In an action to recover damages for personal injuries, the plaintiff appeals, as limited by his brief, from so much of an order of the Supreme Court, Kings County (Held, J.), dated December 2, 2004, as granted those branches of the defendant’s motion which were pursuant to CPLR 317 to (a) vacate an order of the same court dated December 19, 2001, granting the plaintiffs motion for leave to enter judgment against the defendant upon its default in answering and to set the matter down for an inquest on damages, and (b) vacate a judgment of the same court dated May 22, 2002, entered upon the order and inquest.
Ordered that the order is affirmed insofar as appealed from, with costs.

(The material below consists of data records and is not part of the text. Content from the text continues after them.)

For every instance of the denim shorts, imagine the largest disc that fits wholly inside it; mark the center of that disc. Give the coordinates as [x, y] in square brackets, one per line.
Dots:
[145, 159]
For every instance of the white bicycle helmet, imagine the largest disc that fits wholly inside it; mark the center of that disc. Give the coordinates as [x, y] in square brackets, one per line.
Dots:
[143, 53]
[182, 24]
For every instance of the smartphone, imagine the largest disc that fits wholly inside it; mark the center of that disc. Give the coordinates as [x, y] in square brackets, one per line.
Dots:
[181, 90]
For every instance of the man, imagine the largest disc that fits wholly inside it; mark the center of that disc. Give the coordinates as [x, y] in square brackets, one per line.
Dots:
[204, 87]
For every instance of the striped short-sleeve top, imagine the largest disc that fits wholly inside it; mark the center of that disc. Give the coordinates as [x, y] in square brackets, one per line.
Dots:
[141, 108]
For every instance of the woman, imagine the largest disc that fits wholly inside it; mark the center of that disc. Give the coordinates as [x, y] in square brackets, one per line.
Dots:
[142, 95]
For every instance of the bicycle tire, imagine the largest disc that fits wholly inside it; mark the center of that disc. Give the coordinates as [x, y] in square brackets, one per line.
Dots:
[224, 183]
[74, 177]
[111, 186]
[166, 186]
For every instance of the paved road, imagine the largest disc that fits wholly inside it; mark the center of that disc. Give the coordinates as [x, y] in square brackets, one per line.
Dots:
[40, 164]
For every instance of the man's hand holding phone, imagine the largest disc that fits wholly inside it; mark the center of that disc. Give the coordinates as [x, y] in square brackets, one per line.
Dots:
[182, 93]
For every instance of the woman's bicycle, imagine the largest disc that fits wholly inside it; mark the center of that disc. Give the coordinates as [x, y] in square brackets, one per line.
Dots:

The Supreme Court providently exercised its discretion in granting the defendant’s motion to vacate the order and judgment entered upon its failure to appear or answer. “The decision as to the setting aside of a default in answering is generally left to the sound discretion of the Supreme Court, the exercise of which will generally not be disturbed if there is support in the record therefor” (MacMarty, Inc. v Scheller, 201 AD2d 706, 707 [1994]). CPLR 317 permits a defendant who has been “served with a summons other than by personal delivery” to seek relief from a default upon a showing that it did not receive actual notice of the summons in time to defend, and has a meritorious defense (see Eugene Di Lorenzo, Inc. v A.C. Dutton Lbr. Co., 67 NY2d 138 [1986]; Hon-Kuen Lo v Gong Park Realty Corp., 16 AD3d 553 [2005]; Grosso v MTO Assoc. Ltd. Partnership, 12 AD3d 402 [2004]; Ford v 536 E. 5th St. Equities, 304 AD2d 615 [2003]). Here, the defendant established its entitlement to seek relief pursuant to CPLR 317 by showing that ser*411vice was made by delivery of process to the Secretary of State rather than by personal delivery (see Eugene Di Lorenzo, Inc. v A.C. Dutton Lbr. Co., supra at 142). Furthermore, the affidavits which the defendant submitted in support of its motion were sufficient to demonstrate that it did not receive actual notice of the commencement of this action in time to defend (see HonKuen Lo v Gong Park Realty Corp., supra; Ford v 536 E. 5th St. Equities, supra), and there is no evidence that the defendant deliberately attempted to avoid notice of the action by designating its cooperative building as its address for service of process (see Grosso v MTO Assoc. Ltd. Partnership, supra; Raiola v 1944 Holding, 1 AD3d 296 [2003]; Brockington v Brookfield Dev. Corp., 308 AD2d 498 [2003]). In addition, the defendant established the existence of a meritorious defense to both the common-law negligence claim pleaded in the plaintiffs original complaint, and the General Municipal Law § 205-e claim which was asserted for the first time in the amended complaint annexed to the plaintiffs opposition papers (see Rabinowitz v City of New York, 286 AD2d 724 [2001]; Infante v State of New York, 266 AD2d 130 [1999]; Regina v Ogden Aviation Servs., 258 AD2d 574 [1999]). Santucci, J.P., Goldstein, Fisher and Lunn, JJ., concur.